It felt better than I thought it would; skis slung over my shoulder tromping along the Continental Divide on my way to the finest June skiing to be had. It isn’t the usual way for serious backcountry adventure anymore, but it’s the way we did it when I was a kid, and by “we” I pretty much mean my dad, brothers, and a couple of friends. Few others were interested then.

So, it didn’t feel weird to me carrying race skis built for precision and speed — heavy and not efficient for upward travel.
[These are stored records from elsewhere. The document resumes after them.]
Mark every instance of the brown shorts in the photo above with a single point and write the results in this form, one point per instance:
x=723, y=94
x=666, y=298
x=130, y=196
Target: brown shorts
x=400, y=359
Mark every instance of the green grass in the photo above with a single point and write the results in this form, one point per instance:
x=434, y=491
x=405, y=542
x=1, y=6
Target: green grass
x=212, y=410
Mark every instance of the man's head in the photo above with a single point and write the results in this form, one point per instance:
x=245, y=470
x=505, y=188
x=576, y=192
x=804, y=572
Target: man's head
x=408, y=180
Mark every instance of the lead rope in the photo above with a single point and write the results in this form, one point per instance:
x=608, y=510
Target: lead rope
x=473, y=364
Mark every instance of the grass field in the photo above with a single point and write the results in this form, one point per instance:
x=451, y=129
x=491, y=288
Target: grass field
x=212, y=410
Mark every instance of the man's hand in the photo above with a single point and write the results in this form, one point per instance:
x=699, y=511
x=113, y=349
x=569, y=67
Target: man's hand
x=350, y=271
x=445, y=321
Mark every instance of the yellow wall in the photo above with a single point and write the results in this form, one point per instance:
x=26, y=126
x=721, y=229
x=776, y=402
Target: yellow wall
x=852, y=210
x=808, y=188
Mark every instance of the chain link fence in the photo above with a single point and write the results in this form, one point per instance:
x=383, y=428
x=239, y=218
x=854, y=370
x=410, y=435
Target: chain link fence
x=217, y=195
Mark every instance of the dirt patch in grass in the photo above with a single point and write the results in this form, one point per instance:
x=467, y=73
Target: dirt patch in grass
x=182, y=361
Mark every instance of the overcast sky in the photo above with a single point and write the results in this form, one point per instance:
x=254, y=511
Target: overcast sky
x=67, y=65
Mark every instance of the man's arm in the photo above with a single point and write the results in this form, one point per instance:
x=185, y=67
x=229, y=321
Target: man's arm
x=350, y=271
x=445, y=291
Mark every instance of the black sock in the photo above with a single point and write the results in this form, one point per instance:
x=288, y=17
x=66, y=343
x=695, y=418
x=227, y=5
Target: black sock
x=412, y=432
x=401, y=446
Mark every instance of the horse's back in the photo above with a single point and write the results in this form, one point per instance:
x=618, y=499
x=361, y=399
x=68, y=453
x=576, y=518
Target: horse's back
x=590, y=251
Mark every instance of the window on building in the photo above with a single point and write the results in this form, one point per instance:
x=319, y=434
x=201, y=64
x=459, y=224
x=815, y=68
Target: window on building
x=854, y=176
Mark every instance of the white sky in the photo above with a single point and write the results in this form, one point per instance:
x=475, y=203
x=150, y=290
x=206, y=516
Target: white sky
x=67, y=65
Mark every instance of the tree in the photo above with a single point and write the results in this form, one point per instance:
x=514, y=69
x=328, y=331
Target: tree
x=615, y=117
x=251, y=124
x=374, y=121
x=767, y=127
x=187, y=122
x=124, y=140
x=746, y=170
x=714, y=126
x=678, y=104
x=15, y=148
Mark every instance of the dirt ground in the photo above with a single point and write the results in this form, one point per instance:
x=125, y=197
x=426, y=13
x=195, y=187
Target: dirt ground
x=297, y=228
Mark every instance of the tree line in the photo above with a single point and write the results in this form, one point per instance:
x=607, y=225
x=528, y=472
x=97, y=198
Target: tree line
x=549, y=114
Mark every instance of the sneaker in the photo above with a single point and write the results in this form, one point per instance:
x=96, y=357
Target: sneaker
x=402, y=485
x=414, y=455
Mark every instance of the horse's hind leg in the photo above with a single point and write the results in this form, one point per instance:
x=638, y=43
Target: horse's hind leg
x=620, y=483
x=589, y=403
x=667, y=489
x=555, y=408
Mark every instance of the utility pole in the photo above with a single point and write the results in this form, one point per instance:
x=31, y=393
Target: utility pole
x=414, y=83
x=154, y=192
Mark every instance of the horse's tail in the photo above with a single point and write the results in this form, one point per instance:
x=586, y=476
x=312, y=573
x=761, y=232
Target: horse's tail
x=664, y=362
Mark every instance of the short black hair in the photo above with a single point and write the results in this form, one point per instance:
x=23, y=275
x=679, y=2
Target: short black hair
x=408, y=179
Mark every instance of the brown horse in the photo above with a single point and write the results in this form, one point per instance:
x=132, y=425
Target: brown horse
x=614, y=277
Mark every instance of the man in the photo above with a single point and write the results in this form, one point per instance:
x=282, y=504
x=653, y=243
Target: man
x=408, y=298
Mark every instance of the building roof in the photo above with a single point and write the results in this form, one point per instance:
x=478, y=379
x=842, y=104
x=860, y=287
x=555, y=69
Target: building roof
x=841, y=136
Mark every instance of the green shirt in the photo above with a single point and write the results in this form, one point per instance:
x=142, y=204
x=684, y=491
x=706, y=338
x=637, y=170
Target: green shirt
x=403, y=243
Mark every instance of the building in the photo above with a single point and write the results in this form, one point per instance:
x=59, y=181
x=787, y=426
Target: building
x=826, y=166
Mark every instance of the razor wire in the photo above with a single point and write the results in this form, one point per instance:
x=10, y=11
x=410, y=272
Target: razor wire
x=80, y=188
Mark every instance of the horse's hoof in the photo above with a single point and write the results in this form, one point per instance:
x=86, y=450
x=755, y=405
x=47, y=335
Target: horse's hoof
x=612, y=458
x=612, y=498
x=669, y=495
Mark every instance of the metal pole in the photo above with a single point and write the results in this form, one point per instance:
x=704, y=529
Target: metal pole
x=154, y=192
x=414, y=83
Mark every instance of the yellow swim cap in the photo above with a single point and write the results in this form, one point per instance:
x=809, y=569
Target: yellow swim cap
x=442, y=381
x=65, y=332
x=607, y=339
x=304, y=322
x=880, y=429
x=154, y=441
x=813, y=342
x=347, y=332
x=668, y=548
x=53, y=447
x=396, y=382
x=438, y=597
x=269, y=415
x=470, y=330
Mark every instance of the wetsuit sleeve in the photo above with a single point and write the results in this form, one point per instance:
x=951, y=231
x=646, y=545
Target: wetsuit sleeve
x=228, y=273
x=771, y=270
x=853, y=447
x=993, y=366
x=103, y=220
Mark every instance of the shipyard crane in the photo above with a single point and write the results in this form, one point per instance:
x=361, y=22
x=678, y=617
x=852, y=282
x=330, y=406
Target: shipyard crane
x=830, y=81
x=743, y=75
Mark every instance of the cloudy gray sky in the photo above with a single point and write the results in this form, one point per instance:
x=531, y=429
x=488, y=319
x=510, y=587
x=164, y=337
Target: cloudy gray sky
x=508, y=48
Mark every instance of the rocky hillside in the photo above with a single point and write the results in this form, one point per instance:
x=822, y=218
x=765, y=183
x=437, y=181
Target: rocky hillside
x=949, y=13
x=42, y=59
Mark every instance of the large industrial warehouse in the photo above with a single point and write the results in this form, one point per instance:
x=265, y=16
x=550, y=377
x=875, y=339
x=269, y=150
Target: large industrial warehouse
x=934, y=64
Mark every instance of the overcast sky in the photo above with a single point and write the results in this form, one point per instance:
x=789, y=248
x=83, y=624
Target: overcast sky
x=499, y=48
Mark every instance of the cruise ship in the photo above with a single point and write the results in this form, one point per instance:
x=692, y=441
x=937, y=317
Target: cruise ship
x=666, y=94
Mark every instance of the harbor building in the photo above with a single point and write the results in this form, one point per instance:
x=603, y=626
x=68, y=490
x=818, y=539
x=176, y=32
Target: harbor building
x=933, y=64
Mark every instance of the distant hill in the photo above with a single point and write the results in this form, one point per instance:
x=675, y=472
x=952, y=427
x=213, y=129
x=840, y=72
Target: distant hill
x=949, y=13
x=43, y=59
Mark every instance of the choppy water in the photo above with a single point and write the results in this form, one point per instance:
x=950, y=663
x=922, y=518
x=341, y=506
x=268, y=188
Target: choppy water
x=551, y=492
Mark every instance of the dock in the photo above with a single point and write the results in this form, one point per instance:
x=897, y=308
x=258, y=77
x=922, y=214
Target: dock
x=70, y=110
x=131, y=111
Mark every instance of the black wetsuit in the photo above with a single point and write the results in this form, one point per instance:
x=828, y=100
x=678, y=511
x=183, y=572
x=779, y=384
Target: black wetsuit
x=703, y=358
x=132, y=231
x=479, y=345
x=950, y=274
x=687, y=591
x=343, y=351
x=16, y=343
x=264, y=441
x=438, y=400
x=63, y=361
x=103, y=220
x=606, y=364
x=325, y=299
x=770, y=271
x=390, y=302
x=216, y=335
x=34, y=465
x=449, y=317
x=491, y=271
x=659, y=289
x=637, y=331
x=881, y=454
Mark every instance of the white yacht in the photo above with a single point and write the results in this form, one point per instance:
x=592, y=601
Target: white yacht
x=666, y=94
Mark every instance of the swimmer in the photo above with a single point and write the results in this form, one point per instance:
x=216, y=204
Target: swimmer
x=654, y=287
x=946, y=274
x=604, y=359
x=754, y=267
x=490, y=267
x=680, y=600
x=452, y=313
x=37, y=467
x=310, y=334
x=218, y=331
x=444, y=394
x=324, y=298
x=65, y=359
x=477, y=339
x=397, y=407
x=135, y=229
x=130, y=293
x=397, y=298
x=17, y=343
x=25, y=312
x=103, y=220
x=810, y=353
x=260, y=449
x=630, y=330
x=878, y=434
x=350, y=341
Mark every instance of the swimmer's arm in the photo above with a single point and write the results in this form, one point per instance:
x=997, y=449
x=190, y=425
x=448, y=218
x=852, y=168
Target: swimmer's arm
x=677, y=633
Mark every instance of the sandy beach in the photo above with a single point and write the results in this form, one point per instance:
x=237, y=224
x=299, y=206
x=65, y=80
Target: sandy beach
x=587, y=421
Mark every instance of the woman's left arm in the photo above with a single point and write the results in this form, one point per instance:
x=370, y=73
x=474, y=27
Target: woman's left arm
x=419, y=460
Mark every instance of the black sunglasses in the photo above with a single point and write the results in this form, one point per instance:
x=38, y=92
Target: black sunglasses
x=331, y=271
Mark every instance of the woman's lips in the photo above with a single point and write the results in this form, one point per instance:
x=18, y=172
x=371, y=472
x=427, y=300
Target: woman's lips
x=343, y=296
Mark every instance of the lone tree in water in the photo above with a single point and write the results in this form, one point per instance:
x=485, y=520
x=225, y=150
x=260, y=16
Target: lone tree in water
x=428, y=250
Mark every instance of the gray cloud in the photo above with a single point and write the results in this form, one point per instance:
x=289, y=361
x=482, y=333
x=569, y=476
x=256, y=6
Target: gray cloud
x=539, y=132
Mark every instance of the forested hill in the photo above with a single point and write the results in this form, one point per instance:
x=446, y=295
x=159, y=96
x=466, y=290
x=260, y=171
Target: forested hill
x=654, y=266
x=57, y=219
And, while not the most comfortable setup, it likewise wasn’t strange to me to be hiking atop the frozen skin of snow in stiff alpine boots with the cuff un-buckled for a little flexibility.

Everyone besides my kids and wife with me were traveling the route on lightweight alpine touring set-ups; dragging the skis uphill with their feet, controlling the backwards slip with climbing skins on the bases of their skis, attached to their toes by bindings that let their heels hinge freely, wearing boots that can be adjusted to the pliability of high-top basketball shoes. We left that modern stuff at home. The old mode was a little harder, but it was a short trip to the best skiing, which would be even greater on thoroughbred alpine gear designed with no compromises in mind.



I hadn’t skied either Mountain Boy or Fourth of July Bowl since my early 20s. For awhile before that we spent almost every available morning in the Junes of my youth playing around Independence Pass on skis before it thawed sometime in July. My father introduced us to the eccentric idea sometime in our teens. His joy of the simple pleasure of the outing was soon no match for our youthfully charged spirit of exploration, so he left us to it by ourselves, proudly and maybe a bit wistfully.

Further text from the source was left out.